EBV Finance IT CTO Arminas Grigonis says that the number of cyber incidents has doubled in the last year, so even if you take the recommended actions, the biggest mistake is to think that you are safe enough and there is no threat.
“Illusions like that reduce vigilance and caution, and lead to various work organisation and technical errors,” assures the expert.
Cybercrime is first and foremost a business
According to Mr Grigonis, criminals are attracted to the “most valuable” data – the data that have the highest commercial or reputational value or that are related to personal data. Cybercrime is a business that is all about getting the most profit with the least effort by exploiting the weaknesses of other businesses.
“Cybercriminals scan the entire Internet, looking for vulnerabilities. If your systems or websites go a long time without being updated, if the network traffic is not limited, or if you use unencrypted data transmission channels, you risk becoming easy prey, regardless of the content of your data or the size of your company”, says Mr Grigonis. So a small business or one that might seem to be of no interest to anyone should not be nonchalant either.
Another vulnerable area is people. Technical security measures do not always protect against errors that may appear minor at first glance, like opening a suspicious e-mail or using the same password everywhere, especially if that password is written down and kept in a visible place.
The objective may not be financial
In order to obtain login details and access to sensitive data, criminals often use “phishing” or data luring. The term “phishing” comes from “password fishing”.
“Typically, victims are sent a fake e-mail that looks like a real one from a bank or other organisation and tries to convince them to click on a link to a fake page and perform additional actions, like providing bank account details, passwords or other sensitive data,” says Mr Grigonis.
According to the expert, other common methods include attacks that encrypt company data and demand a ransom (ransomware attacks), and SQL injection, where web pages and applications that work with databases are taken over by inserting a special SQL code into the query.
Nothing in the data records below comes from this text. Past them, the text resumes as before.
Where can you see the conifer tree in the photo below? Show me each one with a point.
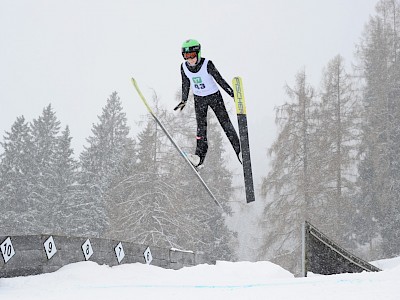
(379, 168)
(105, 162)
(292, 179)
(16, 178)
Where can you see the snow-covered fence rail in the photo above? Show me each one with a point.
(37, 254)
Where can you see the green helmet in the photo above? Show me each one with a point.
(192, 46)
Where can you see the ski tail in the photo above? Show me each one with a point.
(244, 138)
(181, 152)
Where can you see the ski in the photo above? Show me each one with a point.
(181, 152)
(244, 137)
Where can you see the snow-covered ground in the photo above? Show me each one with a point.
(225, 280)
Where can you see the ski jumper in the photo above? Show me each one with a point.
(202, 79)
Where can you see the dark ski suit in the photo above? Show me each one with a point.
(215, 101)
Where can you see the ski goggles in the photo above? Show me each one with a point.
(189, 55)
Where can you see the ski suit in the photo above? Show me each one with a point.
(202, 79)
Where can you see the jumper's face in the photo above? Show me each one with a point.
(192, 61)
(190, 57)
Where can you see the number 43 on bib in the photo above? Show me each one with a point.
(244, 137)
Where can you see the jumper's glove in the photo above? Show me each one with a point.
(230, 92)
(181, 105)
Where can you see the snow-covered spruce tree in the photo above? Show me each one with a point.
(379, 170)
(105, 162)
(215, 238)
(16, 179)
(337, 140)
(292, 179)
(162, 201)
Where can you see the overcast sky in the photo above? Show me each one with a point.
(74, 54)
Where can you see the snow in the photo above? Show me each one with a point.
(225, 280)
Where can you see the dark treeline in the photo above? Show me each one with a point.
(336, 160)
(122, 187)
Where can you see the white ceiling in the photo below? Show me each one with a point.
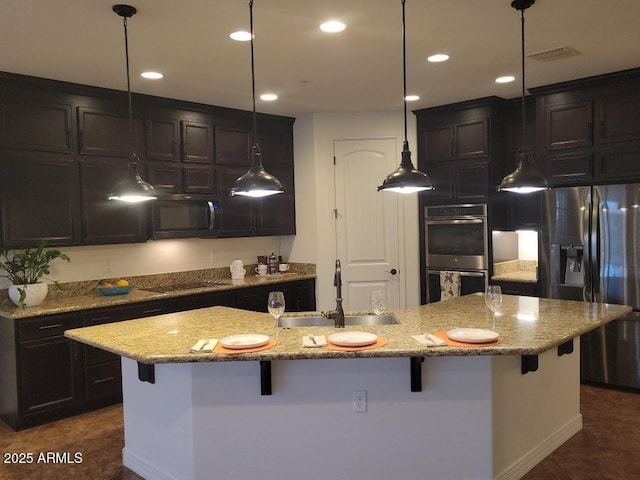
(358, 70)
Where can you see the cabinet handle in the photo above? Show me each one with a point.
(153, 310)
(104, 380)
(47, 327)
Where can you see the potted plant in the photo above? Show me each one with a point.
(25, 269)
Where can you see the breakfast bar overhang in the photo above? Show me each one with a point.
(477, 415)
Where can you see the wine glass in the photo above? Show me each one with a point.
(378, 301)
(493, 299)
(275, 305)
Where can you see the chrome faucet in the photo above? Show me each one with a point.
(337, 315)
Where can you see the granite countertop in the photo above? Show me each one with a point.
(86, 299)
(524, 271)
(543, 324)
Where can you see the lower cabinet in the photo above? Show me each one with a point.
(40, 373)
(45, 376)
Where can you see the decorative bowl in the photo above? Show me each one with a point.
(115, 290)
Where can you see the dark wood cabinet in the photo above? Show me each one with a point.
(461, 148)
(106, 221)
(30, 125)
(39, 199)
(103, 132)
(41, 380)
(180, 154)
(588, 129)
(70, 143)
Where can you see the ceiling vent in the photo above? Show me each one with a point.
(554, 54)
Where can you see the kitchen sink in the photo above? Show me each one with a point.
(320, 321)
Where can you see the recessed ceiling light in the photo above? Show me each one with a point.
(151, 75)
(438, 57)
(240, 36)
(505, 79)
(332, 26)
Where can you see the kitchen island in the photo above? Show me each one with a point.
(476, 414)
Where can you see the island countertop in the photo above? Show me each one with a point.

Criminals are not always driven by financial objectives. Sometimes they act at the behest of states or political or other interested groups. In such cases, the objective is not to profit, but to disrupt activities or use the data for espionage purposes. One example of this is distributed denial of service (DDoS) attacks, where the systems of various institutions and companies are bombarded with requests from numerous infected computers, phones and other devices in order to make them inaccessible to legitimate users,” says the EBV Finance IT CTO.
Never pay ransom
Mr Grigonis says that the risk and damage of cyber incidents due to attacks and human errors can be reduced by applying a few simple measures. First of all, you should always use at least two-factor authentication. Second, you should make backup copies of systems and data that are technically separated from the main servers. And finally, cybersecurity should be handled by dedicated, experienced professionals – not by company employees with other responsibilities who would learn on the job.
“The cost of a learner’s mistake is simply too high. Cybersecurity training should be mandatory for all company employees, and regular training must be provided for them. In addition, crisis management and recovery plans must be tested regularly,” says Mr Grigonis.
The specialist also recommends never paying a ransom for data. This can be an expensive decision from a business point of view, but the best way to prevent criminal activity is not to encourage it with additional funding.